国際フロンティア
理工学教育プログラムについて

 2016年度に始まった東工大教育改革の中で、学士課程入学直後の高度創造性育成教育に焦点をあてた「国際フロンティア理工学教育プログラム」は、世界に飛翔する気概と人間力を備え、科学・技術を俯瞰できる優れた理工系人材を育成するための革新的な創造性育成プログラムで、「バックキャスト※(目標到達型教育)」を創成・展開し、学内外におし広げていくことを目的としています。

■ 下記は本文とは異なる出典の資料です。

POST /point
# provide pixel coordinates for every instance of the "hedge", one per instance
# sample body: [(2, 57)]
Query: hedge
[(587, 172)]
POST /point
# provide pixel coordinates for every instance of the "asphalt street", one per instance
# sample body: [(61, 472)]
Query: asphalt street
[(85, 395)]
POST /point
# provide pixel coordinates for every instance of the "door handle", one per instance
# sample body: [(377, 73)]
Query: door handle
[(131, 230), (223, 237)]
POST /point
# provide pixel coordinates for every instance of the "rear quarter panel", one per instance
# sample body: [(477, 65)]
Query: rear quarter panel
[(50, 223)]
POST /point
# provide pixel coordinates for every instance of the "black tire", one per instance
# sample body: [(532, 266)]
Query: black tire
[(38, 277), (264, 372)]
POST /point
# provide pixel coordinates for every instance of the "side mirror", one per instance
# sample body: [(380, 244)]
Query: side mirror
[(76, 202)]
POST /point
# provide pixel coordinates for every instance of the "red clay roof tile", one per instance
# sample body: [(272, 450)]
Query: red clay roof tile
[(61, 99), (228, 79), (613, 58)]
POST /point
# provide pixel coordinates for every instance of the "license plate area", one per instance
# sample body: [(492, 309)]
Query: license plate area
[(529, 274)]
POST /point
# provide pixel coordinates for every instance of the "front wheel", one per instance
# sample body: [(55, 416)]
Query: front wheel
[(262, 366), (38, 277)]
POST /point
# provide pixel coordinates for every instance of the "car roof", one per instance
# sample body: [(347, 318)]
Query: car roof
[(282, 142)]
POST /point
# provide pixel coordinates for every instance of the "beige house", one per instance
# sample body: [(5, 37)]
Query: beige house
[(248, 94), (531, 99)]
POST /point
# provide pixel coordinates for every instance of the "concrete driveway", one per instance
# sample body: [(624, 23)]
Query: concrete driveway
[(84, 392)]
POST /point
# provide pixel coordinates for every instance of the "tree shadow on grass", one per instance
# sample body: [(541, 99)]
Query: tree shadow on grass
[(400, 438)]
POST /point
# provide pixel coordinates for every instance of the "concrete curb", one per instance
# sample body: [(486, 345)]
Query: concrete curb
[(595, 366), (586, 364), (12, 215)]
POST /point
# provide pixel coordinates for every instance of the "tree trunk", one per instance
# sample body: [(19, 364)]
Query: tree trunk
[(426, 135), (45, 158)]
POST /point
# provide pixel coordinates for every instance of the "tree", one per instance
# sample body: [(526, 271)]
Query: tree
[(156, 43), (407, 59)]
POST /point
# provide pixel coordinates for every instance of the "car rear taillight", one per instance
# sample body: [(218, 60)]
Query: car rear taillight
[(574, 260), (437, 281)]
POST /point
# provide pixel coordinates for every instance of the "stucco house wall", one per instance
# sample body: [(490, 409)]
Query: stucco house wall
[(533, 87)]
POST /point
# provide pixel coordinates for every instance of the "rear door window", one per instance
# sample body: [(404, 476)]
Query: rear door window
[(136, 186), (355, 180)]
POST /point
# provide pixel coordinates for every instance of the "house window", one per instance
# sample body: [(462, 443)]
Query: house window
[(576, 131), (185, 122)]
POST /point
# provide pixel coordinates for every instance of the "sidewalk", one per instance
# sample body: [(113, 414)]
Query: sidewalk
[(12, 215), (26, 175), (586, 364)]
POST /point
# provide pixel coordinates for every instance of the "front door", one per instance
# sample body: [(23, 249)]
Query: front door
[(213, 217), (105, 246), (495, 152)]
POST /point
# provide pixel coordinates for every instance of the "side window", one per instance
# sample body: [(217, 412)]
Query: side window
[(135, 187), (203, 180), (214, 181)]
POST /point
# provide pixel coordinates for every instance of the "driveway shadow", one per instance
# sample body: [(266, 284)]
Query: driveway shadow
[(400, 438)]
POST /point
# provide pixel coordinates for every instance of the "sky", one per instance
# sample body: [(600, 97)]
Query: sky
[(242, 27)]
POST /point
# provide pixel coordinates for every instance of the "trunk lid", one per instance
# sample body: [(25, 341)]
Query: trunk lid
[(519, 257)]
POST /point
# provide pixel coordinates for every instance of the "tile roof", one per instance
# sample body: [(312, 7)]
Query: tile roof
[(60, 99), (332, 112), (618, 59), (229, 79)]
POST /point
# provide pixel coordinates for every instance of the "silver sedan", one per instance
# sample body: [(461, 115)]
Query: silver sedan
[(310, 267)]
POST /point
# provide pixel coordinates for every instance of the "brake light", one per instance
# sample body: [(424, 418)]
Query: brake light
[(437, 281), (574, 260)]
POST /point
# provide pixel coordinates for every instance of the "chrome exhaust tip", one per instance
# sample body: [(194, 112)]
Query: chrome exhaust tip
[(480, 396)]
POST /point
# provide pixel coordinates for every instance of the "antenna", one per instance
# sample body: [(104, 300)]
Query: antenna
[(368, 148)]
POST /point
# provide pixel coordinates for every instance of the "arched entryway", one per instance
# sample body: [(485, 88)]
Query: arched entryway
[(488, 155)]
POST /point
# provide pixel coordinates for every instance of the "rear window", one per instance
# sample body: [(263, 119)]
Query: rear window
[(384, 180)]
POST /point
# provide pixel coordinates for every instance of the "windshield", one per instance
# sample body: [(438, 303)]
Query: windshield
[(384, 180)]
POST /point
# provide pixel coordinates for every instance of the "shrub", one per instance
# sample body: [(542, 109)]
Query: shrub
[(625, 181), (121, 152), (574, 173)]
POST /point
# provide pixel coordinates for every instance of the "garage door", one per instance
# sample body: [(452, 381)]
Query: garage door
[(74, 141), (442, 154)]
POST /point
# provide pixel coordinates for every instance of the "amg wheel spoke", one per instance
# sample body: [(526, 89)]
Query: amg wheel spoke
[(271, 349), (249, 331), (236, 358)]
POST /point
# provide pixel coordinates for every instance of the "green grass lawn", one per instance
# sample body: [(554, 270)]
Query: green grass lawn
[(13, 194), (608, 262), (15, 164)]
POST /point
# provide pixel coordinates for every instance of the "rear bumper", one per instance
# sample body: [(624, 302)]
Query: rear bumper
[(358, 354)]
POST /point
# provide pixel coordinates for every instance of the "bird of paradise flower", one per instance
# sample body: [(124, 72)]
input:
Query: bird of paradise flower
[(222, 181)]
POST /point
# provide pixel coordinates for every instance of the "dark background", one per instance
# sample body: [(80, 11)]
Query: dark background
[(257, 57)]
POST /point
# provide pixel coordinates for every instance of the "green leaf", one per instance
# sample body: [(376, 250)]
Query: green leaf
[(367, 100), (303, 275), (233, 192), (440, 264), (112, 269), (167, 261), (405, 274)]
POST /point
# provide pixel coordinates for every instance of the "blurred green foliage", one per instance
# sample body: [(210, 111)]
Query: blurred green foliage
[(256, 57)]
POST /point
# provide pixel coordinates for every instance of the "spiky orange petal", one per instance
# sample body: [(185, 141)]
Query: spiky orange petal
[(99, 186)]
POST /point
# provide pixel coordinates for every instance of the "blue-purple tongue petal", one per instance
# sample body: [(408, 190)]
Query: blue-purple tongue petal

 現在の工学教育における最大の問題点は、高校から大学への接続にあり、大学が将来を担う人材を育成するためには、高校の延長線上の教育ではなく、科学技術の先端を一部でも学生に体得させ、一流技術者として必要な目標の高さを理解し、そこに至る道程を自ら考える力を育成する必要があります。
 その意味で、バックキャスト型の教育は、フロンティア科学・技術を維持すべき現在の日本にとって極めて重要な役割を担います。

 この型の教育の核を成す「科学・技術の最前線」が、学士課程入学直後の学生に対して科学・技術の最先端を紹介する授業として2016年度にスタートしました。新入生を4グループに分け、国内外から招へいした世界第一線の科学者・技術者が講師として授業を実施します。
 第一線で活躍する人々がどのような考え方で課題に向き合っているかを体感することで、学生自身の将来像を描いてもらい、その将来像と現在をつなぐことで、大学でどのように学修するかを考えてもらうことが狙いです。

※ バックキャスト… 未来を予測する際、目標となるような状態を想定し、そこを起点に現在を振り返って今何をすべきかを考え、分析、実行すること。